George was famous for his Ballet Mechanique, which featured a dozen synchronized player pianos. Using the engineering he had used for his synchronization, he and Hedy created a way to conceptualize their idea. They created paper rolls perforated with random patterns to delineate the frequency paths. Rolls with the same pattern were installed in the transmitter and in the receiver. They based the entire system off of a piano, creating 88 different rolls of perforation after 88 keys, allowing 88 different frequencies to change at different intervals so that nothing would be intercepted.
Confused? I was, too. But all you need to know is that this laid the ground work for something called spread spectrum technology which could ensure the security of military transmissions and would eventually become a crucial part of cell phone technology.
George and Hedy patented their idea under the name “Secret Communication System,” and sent their idea to the Navy. However, the Navy thought the whole idea was ridiculous and told Hedy that she should stop her silly inventions and put her beauty to work raising money for the war.
And that was pretty much that until the 1950s when the transistor was officially invented and other inventors replaced Hedy’s paper rolls with transistors, creating a completely digital system. Pretty soon, there were patents all over the place for frequency hopping that all drew inspiration from Hedy’s patent. However, that patent had not only expired, leaving Hedy without a dime for her invention, but was also referred to as the “generic” patent, meaning that her name was left off of all of the citations for the subsequent inventions.
Pretty soon, her technology was used for secure communications during the Cuban Missile Crisis and for wireless networking systems in cell phones. AKA Wi-freaking-Fi. Hedy’s work is literally in the back pocket of everyone and yet her name is nowhere to be found in its history.
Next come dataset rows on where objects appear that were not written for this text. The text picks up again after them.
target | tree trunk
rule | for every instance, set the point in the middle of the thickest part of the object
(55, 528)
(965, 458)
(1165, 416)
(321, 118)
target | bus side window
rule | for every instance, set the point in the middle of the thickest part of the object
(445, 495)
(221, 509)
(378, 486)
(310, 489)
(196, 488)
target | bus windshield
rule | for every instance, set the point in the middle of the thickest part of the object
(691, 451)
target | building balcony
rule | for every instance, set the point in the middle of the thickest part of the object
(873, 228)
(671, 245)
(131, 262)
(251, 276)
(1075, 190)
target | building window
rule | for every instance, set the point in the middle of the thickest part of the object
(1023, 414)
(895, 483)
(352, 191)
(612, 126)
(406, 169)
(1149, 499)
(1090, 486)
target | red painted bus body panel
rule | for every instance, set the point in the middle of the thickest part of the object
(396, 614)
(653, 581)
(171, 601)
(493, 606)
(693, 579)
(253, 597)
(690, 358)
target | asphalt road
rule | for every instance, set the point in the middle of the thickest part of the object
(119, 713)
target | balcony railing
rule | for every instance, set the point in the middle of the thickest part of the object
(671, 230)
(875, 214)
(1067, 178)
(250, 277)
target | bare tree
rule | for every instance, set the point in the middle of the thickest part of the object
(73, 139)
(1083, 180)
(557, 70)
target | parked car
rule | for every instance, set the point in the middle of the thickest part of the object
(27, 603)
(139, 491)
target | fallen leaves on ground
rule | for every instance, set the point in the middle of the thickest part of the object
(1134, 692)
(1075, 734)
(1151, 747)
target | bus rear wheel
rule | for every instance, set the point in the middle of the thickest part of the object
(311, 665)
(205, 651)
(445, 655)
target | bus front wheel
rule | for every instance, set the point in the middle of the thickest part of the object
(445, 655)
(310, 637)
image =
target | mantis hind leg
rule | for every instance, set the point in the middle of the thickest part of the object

After the Navy rejected the patent, her career declined and she eventually left MGM in 1946 and retired from acting completely in 1958. She moved to Florida and went through another five marriages, all to men little better than Fritz. She had a pretty sad later half of her life but she found comfort in continuing to invent.
She set aside a whole room in her house dedicated to inventing, complete with a drafting table, proper light and an entire wall of engineering reference books. She created a new traffic signal, an improved tissue box, an aid to help the disabled get in and out of the bath, a fluorescent dog collar and a cube that would turn water into soda after it dissolved. None of these were nearly as successful or influential as spread spectrum technology.
However, she finally reviewed acknowledgment for her contribution in 1997 when she was given a pioneer award from the Electronic Frontier Foundation. Her response says it all: “It’s about time.”
However, after she died in 2000, as I mentioned earlier, few of her obituaries made note of her invention or even her acting talent. Almost all that has been written until recently of her was about her remarkable beauty. Well, as a woman who spent her whole life looking for opportunities to prove the incredible power of her brain, Hedy deserved much better.
That’s why I’m so excited about the new documentary that will be released on April 24th and about the popularity of the Google doodle below that came out in honor of Hedy’s 101st birthday in 2015. It doesn’t make up for all the years that Hedy went by without recognition or respect, but it is an important reminder for young girls that they are a lot more than their looks. Hedy once said, “Any girl can be glamorous. All you have to do is stand still and look stupid.” However, I would counter that she has found a way to make glamorous synonymous with brilliance.